Evidemment, ce n’est pas tellement vertueux. Mais c’est comme cela. La vertu, parlons-en ! Il y a la grande comme il y a la petite. Molière avait, en son temps, dévoilé les faux – vrais vertueux de son époque. Certains prétendent que ses portraits sont, hélas, toujours d’actualité.
Evidemment, on peut me rétorquer que l’homme est suffisamment armé pour ne pas succomber aux affres de la tentation. Quoi, comment peut-il faire fi aussi allègrement, de ses capacités de jugement, de discernement, bref de ce que les moralistes appellent la raison « Homme bien-pensant, où est ta jugeote ? ».
La morale, c’est l’affaire des autres
Oh que c’est tentant de fustiger l’autre. Celui qui n’a pas péché, lève sa main ! Justement à propos de mains, rappelons-nous de celle, invisible celle-ci, par laquelle Adam Smith justifie la « bonté » du capitalisme naissant au XVIIIème siècle.
Ces « bienfaits » ne sont pas prêts à tarir. Les pauvres humains sont soumis, notamment depuis le déclenchement de cette ère de libéralisme outrancier à une déferlante de produits, de modes et de rythmes. Consommez, jouissez ; Demain, c’est un autre jour !
Cela fait écho au fameux vers du poète arabe Imrou El Kais : Ennivre-toi aujourd’hui. Demain, on avisera.
C’est sur cette corde que tirent jusqu’ la lie les communicateurs des infiniment grandes sociétés en situation de quasi-monopole face aux infiniment petits consommateurs. Pour ne nous en tenir qu’au seul fléau du tabagisme, nul besoin d’illustration. Par-delà les veloutes de fumée qui infestent l’environnement, il y a bien lieu de rappeler le titre déloquent d’un périodique français : « lecanceren vente libre »
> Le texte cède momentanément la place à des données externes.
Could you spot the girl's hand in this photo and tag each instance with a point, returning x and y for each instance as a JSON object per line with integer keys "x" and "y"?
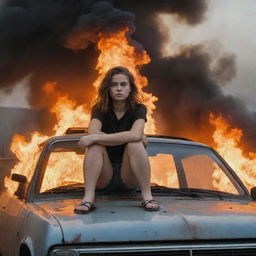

Chacun sait que le tabac tue. C’est même indiqué sur les paquets de cigarettes, mais les marchands de tabac, comme tous les marchands de la mort savent très bien s’affranchis de tels scrupules. Il leur faut bien faire tourner les machines à sous, la morale, c’est l’affaire des autres, c’est-à-dire ceux qui prêchent le vendredi ou dimanche. Chacun son job. On tolère bien la présence de la Croix rouge sur les champs de bataille.
Ces marchands de la mort ne manquent pas d’humanisme. C’est Janus forever !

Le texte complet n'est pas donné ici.